Spider-Man: ‘One More Day’ Reflection

This article was originally published on Kyle’s Tumblr page, Heroes of the Modern Age. You can also find his Facebook page here

Spider-Man went through many trials in the past few years. He faced the entire island of Manhattan growing sick and developing spider-based powers in Spider-Island, dealt with Doc Ock taking over his brain and his life for a year in The Superior Spider-Man, and finally helped stop Morlun and the Inheritors from destroying every alternate realities’ respective Spider-Man. If you don’t know what those are, then go ahead and look them up or find the issues. But none of that would have been possible without the highly controversial One More Day and Brand New Day arcs back in 2007 and 2008 respectively. While not a clean deal, One More Day retconned much in Spidey’s universe and allowed for some great stories, which is all I could ask for.

One More Day was the second arc that Spider-Man went through following the huge crossover event Civil War from 2006, which detailed the Marvel Universe splitting into two teams, a Pro-Registration Act team helmed by Iron Man and an Anti-Registration Act team led by Captain America. Without getting into too much detail, Civil War had the superheroes argue over the Superhero Registration Act which required all superheroes to reveal their secret identities to the government so they could be tracked and potentially arrested for crimes against the general public. Spider-Man was one of the first people to publicly reveal his identity in this event and side with Iron Man, which meant that Spidey’s family, Aunt May and Mary Jane, were now at risk. Spidey would later switch sides after learning that those who refused to register would be imprisoned, but his identity was already known at this point and the damage done.

Following Civil War, Aunt May was shot by a hitman hired by Kingpin to kill Spider-Man. Missing Peter, he hit May and left Peter searching for ways to save his dying Aunt. After many failures, Peter and Mary Jane turn to the demon Mephisto to save Aunt May. He agrees to save Aunt May and make everyone forget that Peter Parker is Spider-Man, but only if Peter and Mary Jane will give Mephisto their marriage. After much discussion, Peter and Mary Jane agree. The next day, Peter wakes up alone in Aunt May’s house since he never married Mary Jane and no one remembers that Peter is Spider-Man. Cue Brand New Day and Spider-Man’s newer adventures.

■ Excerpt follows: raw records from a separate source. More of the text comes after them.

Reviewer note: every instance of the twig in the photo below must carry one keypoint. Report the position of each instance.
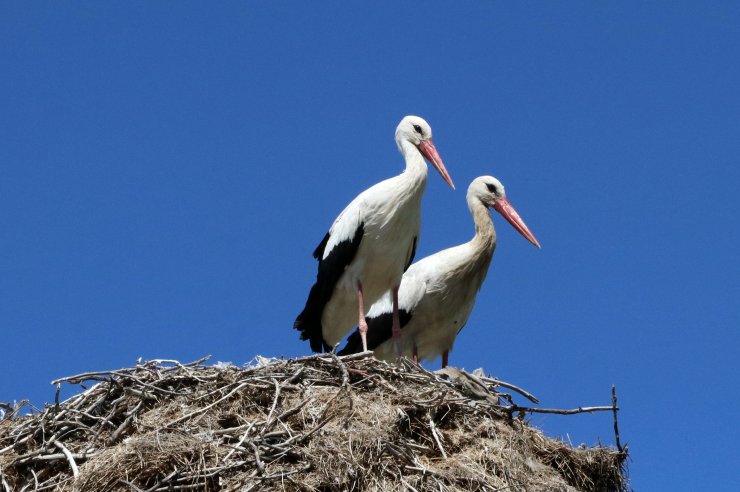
(68, 454)
(614, 409)
(436, 437)
(268, 421)
(201, 410)
(517, 408)
(497, 382)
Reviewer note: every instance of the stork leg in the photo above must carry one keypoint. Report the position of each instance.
(362, 324)
(396, 324)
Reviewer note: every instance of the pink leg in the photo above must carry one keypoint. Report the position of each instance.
(396, 323)
(362, 324)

 When I heard of this decision, I was disgusted. It wasn’t that Marvel wanted to rein Spider-Man in and make him more appealing to a younger audience by divorcing him and Mary Jane, but how they did it that bothered me. In all senses of the term, this was a deus ex machinima. In a world ruled primarily by science, the only way to destroy Peter and Mary Jane’s marriage was to bring in a supernatural demon to wipe away his problems; I’m not buying it. What else didn’t make sense was why Marvel would want to do this: after all, we had a younger teenaged Spider-Man in the Ultimate Spider-Man series, so why bother making the excuse that they wanted to appeal to a younger audience when another Spider-Man was doing just that? I think Peter and Mary Jane’s marriage no longer fit the story Marvel wanted to tell, so they axed it in as quickly a way as possible so they could move along. Again, I wasn’t a fan of the decision and I’m still not.

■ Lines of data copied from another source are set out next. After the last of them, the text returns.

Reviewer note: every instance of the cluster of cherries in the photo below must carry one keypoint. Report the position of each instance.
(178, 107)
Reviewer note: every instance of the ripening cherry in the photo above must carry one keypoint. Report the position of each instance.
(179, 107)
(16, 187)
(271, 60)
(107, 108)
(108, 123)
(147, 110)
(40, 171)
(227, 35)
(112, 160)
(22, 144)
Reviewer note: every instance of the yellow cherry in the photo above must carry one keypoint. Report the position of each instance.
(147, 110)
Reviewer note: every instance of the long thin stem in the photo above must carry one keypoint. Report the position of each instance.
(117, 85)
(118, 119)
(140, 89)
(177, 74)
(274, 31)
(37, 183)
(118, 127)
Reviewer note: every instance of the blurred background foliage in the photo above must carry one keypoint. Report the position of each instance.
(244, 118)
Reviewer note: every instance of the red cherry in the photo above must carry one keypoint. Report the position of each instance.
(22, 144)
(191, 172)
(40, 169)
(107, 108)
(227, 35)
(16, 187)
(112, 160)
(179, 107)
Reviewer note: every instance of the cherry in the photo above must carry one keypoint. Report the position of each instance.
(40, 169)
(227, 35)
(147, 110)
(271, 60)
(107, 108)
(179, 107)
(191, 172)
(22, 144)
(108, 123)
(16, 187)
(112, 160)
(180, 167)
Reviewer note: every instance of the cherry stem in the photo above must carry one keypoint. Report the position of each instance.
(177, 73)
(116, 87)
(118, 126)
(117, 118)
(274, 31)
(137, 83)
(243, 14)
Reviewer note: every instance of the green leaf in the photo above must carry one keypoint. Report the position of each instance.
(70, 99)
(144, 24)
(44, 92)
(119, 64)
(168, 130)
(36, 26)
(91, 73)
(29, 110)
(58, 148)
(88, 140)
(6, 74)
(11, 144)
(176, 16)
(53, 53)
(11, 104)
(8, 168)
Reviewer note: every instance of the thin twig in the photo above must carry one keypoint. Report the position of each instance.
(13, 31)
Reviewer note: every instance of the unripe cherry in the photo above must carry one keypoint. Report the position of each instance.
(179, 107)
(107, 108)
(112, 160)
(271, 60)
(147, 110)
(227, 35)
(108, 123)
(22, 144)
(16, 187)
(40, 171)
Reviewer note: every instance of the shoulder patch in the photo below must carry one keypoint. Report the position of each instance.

But the outcome, in my opinion, seems to have been worth it. All the stories I mentioned earlier – Spider-Verse, Superior Spider-Man, and Spider-Island were all great all-around stories that progressed the mythos rather well. They weren’t perfect by any means, but they were worth a read and enjoyable enough. I believe Spider-Man benefited from One More Day and has continued to benefit from its aftermath, and I’m confident we’ll continue to receive great stories from the team at Marvel. In the end, that’s all that matters with these heroes: telling good stories and One More Day enabled Marvel to do that.

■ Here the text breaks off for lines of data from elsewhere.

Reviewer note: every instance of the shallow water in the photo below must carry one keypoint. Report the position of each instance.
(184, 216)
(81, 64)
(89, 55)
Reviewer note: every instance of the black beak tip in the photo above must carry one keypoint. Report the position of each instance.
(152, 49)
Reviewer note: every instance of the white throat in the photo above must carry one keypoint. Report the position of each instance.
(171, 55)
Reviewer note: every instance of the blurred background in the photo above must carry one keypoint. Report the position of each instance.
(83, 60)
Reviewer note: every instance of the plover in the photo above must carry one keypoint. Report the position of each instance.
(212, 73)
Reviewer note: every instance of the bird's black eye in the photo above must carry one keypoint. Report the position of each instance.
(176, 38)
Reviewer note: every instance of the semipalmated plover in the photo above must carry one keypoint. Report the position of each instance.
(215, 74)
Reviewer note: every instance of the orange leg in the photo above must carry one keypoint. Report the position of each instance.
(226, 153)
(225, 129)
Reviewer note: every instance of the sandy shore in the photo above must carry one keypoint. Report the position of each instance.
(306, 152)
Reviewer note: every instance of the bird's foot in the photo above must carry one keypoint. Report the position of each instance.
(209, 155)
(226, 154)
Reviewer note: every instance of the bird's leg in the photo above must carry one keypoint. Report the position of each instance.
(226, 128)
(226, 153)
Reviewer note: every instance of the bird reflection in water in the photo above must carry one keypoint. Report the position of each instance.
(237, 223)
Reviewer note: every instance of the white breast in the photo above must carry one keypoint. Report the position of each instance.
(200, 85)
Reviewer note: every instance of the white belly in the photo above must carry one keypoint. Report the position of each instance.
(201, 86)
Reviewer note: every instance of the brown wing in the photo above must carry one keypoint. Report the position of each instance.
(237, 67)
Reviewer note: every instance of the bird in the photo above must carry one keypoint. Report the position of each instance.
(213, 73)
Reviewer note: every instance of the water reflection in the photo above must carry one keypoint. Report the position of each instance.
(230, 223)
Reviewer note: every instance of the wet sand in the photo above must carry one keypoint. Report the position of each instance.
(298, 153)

 What probed me to reflect on this decision was the recent ending of the arc of Spider-Man: Renew Your Vows, which detailed an alternate version of Spidey’s world in which he was still married to Mary Jane and had a daughter with her. The arc was made primarily to appease fans who were still upset over One More Day’s results nearly eight years ago, and while it’s a short arc, it does show how Peter would act as a family man and is a nice little entry to read if you opposed One More Day’s decision. While One More Day was a tough decision to accept, I think it was one that aided in Spider-Man’s development.